A metà luglio, con il termometro che non fa sconti e i sensi di colpa post-gelato in preoccupante aumento, la chiusura della palestra del Terdoppio aveva assunto i contorni del dramma. Tra i frequentatori serpeggiava il terrore che la “tartaruga” addominale, tanto inseguita in primavera, si stesse inesorabilmente trasformando in un innocuo marsupio. Ma niente paura: la maratona burocratica è giunta al traguardo. A partire da venerdì 17 luglio, i novaresi potranno tornare a sollevare ghisa e smaltire le calorie.
La gestione della struttura è stata ufficialmente affidata in continuità a Comunità Giovanile Lavoro, chiudendo così una fase di stallo che aveva richiesto parecchio allenamento diplomatico.

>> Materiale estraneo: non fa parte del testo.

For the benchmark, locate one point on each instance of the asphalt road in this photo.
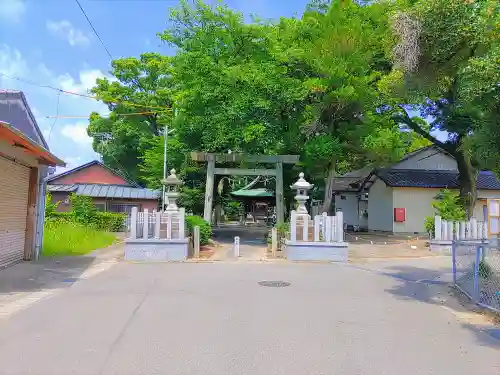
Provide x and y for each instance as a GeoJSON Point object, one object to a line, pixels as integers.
{"type": "Point", "coordinates": [216, 319]}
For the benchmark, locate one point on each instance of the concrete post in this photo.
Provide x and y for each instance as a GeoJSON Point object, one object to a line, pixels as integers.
{"type": "Point", "coordinates": [236, 246]}
{"type": "Point", "coordinates": [196, 241]}
{"type": "Point", "coordinates": [274, 242]}
{"type": "Point", "coordinates": [133, 223]}
{"type": "Point", "coordinates": [145, 228]}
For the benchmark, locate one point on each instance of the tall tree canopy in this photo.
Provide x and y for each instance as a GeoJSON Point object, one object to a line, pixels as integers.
{"type": "Point", "coordinates": [445, 62]}
{"type": "Point", "coordinates": [335, 86]}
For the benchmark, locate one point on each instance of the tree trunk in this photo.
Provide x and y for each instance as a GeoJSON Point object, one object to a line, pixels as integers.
{"type": "Point", "coordinates": [327, 200]}
{"type": "Point", "coordinates": [467, 180]}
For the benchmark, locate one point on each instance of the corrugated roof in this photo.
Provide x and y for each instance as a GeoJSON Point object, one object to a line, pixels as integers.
{"type": "Point", "coordinates": [55, 177]}
{"type": "Point", "coordinates": [107, 191]}
{"type": "Point", "coordinates": [254, 193]}
{"type": "Point", "coordinates": [63, 188]}
{"type": "Point", "coordinates": [14, 109]}
{"type": "Point", "coordinates": [486, 180]}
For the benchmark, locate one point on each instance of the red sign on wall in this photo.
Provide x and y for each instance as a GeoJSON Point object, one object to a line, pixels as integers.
{"type": "Point", "coordinates": [399, 215]}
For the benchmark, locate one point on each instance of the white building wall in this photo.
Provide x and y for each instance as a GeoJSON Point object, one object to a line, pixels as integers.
{"type": "Point", "coordinates": [432, 159]}
{"type": "Point", "coordinates": [380, 208]}
{"type": "Point", "coordinates": [349, 207]}
{"type": "Point", "coordinates": [417, 204]}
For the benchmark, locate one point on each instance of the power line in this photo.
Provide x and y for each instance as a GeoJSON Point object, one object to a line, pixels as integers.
{"type": "Point", "coordinates": [93, 28]}
{"type": "Point", "coordinates": [57, 113]}
{"type": "Point", "coordinates": [110, 100]}
{"type": "Point", "coordinates": [103, 116]}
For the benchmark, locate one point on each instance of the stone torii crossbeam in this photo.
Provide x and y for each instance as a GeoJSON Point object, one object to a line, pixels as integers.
{"type": "Point", "coordinates": [277, 171]}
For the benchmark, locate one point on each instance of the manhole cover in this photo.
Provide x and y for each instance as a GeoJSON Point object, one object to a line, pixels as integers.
{"type": "Point", "coordinates": [71, 280]}
{"type": "Point", "coordinates": [275, 284]}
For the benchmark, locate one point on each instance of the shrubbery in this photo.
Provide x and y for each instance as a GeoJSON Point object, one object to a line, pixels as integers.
{"type": "Point", "coordinates": [205, 228]}
{"type": "Point", "coordinates": [85, 213]}
{"type": "Point", "coordinates": [448, 206]}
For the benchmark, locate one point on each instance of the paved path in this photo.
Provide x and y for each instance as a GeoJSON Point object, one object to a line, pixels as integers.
{"type": "Point", "coordinates": [215, 318]}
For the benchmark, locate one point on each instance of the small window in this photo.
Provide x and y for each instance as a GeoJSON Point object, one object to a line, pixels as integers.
{"type": "Point", "coordinates": [100, 206]}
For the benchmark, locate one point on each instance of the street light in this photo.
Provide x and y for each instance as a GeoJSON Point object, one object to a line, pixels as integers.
{"type": "Point", "coordinates": [165, 142]}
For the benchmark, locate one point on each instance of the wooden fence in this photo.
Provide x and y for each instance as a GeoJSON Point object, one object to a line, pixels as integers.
{"type": "Point", "coordinates": [322, 228]}
{"type": "Point", "coordinates": [459, 230]}
{"type": "Point", "coordinates": [157, 224]}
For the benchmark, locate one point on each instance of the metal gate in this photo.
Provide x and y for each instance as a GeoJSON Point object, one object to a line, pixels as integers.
{"type": "Point", "coordinates": [14, 184]}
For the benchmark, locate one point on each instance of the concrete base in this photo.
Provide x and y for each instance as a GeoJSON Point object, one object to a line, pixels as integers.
{"type": "Point", "coordinates": [440, 247]}
{"type": "Point", "coordinates": [317, 251]}
{"type": "Point", "coordinates": [463, 247]}
{"type": "Point", "coordinates": [159, 250]}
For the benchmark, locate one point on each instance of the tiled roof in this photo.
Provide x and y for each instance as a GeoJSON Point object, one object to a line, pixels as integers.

Sollevamento burocrazia e rischi interferenziali
A esprimere grande soddisfazione per questo traguardo è stata l’assessore allo Sport, Elisabetta Franzoni, che ha celebrato l’accordo come un vero e proprio «successo di squadra». A quanto pare, il segreto per sbloccare l’impasse è stato l’affidamento unitario dell’impianto, una mossa che ha permesso di “snellire” (termine quantomai in tema) non solo l’organizzazione, ma anche la burocrazia.
Gestire in un colpo solo pulizie, guardiania, segreteria e sala pesi eviterà infatti le temutissime «interferenze» tra operatori diversi, semplificando persino la gestione del DUVRI, il Documento Unico per la Valutazione dei Rischi. Insomma, un sospiro di sollievo per la sicurezza, che permetterà agli utenti di concentrarsi unicamente sui propri bicipiti, potendo inoltre contare sull’integrazione degli abbonamenti tra piscina e sala attrezzi. L’amministrazione ha anche rivolto un galante ringraziamento alle altre associazioni che, in pieno spirito sportivo, si erano scaldate a bordo campo pronte a subentrare nei momenti di maggiore incertezza.
Nessun passo indietro, solo stretching pre-gara
Da parte sua, Comunità Giovanile Lavoro ha voluto rassicurare tutti: nessun passo indietro e nessuna slealtà. Quella che da fuori poteva sembrare una retromarcia era in realtà un semplice momento di “stretching” tecnico e organizzativo. L’ente gestore ha spiegato di aver avuto «la necessità oggettiva di inquadrare la fattibilità del servizio per poter operare in totale sicurezza». Non appena le condizioni lo hanno permesso, la macchina si è rimessa in moto con l’entusiasmo di chi è pronto ad affrontare il circuito più duro.
Questo affidamento viene visto come un periodo “ponte” in attesa della nuova gara d’appalto, ma le idee per il futuro sono già ben delineate. I gestori hanno infatti promesso che, da settembre, l’offerta sarà ampliata con nuovi corsi a terra e in acqua. E se per la prova costume di quest’anno i tempi dovessero rivelarsi ormai troppo stretti, i novaresi potranno sempre consolarsi a fine estate con il risveglio muscolare e l’acquagym, portandosi avanti per le spiagge dell’anno prossimo.